One of the wonderful things about reading a book with a book pal, is the coming together of thoughts and feelings about a story. While Jan and often often agree on the merits on a book, there are times when we see things a bit differently. We decided to read A Nearly Normal Family to see if we indeed had found the perfect family thriller. Unfortunately, we did not find what we were hoping to.
A man is brutally murdered and Stella, an 18 yr. old teenager is the accused. This slow burn domestic drama is told in three parts, narrated by each member of Stella’s nuclear family. Adam, the father, is an over-controlling pastor, Ulrika, the mother, is a criminal defense attorney who is largely emotionally and physically absent, and Stella is the rebellious teenage daughter.
I liked how each member had their own section instead of switching POV each chapter. But, from the start, something felt off about the writing style, with awkward, choppy sentences. I assumed it was a problem with the translation and decided to continue on.
The blurb says the family’s moral compass is tested as they must decide how far they will go to protect their child. A nearly normal family? Not in my world. This was a totally messed up dysfunctional family where the parents have checked out, excused all bad behavior, and allowed their daughter to do whatever she wanted, including dating/spending the night with a 33 year old man. From what I could see they didn’t have a moral compass to test.
Then the story switched to Stella’s POV. I loathe teen narrations that are filled with drama and angst. And this has a LOT of drama and angst. The only thing I liked about this section is she discovers a love of reading while in prison.
The third section was told from the mother’s POV and covers the trial. I love courtroom drama but felt this was boring. Instead of being nuanced, it was angsty and repetitive. The ending was telegraphed from the very beginning so nothing was much of a surprise. And of course a hot button social issue is thrown in for good measure to explain everything.
Then there’s the writing.

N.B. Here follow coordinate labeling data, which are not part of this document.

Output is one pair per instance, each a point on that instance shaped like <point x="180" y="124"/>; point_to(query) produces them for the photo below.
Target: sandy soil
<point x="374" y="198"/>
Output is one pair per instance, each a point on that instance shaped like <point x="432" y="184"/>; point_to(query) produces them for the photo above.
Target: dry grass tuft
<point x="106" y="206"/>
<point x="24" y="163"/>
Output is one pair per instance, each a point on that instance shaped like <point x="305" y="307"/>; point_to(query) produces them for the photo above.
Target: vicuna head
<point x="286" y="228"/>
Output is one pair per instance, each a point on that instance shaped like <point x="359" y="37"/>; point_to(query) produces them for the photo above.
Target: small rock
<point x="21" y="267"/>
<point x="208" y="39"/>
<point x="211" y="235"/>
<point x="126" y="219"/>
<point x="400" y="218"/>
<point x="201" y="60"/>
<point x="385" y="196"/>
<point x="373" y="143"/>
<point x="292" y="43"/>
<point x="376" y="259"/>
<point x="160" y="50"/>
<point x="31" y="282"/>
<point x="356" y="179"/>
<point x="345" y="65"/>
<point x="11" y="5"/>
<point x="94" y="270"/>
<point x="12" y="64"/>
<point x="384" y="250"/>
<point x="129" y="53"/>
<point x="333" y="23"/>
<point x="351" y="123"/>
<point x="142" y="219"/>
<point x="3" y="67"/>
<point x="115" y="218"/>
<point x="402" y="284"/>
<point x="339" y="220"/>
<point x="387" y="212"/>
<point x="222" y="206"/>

Here are a few examples:
“As if on a bridge spanning the shit that has happened, through a tunnel of brilliant streaming light, I dive right into Stella’s arms.” (….my eyes rolled out of my head)
“I stick to her body like a Band-aid.” (isn’t that an appealing visual?)
“Her hair was wildly mussed like a black halo that had fallen down around her neck.” (huh???)
If these examples appeal to you, then you will enjoy the book more than I did. I found it stilted, awkward and boring.
It happens to me every so often that because I hate the characters in a book, I also hate the book. I can’t say it happened in this story, even though the three main characters were abhorrent. The father was a helicopter dad who seemed more interested in the thrill of spying on his daughter than doing anything about her alarming behaviors. The mother, took up a laissez faire attitude and let her daughter go about her days unsupervised and unrestricted. It’s easier to be absent as a parent than be present in the life of a child going wrong. The daughter, had all the personalities often mentioned in the annals of a sociopath journal, and as a teenager, allowed freedoms that most sensible parents would never allow as she proceeded to embark on a pathway to disaster.
I believe, in a way, this book was a cautionary tale to parents who deny there is a problem even when they are alerted by professionals and take up an attitude that they seem to think is progressive. It’s a story of what can and does go wrong and how parents in their zeal to cover up lose all their own respectability and moral compass.
While I liked the book a bit more than Jan, I did feel that the writing was like the beat of a metronome, very flat and staccato. I, like Jan, thought perhaps it was in the translation that this story lost its punch. For me this was a good way to while away a seven hour journey and being a captive audience added to the lackluster allure of this book. Others have really liked this book, however sadly for me it was just a mediocre story
We both agreed that sometimes a review that is not glowing can be a valuable tool.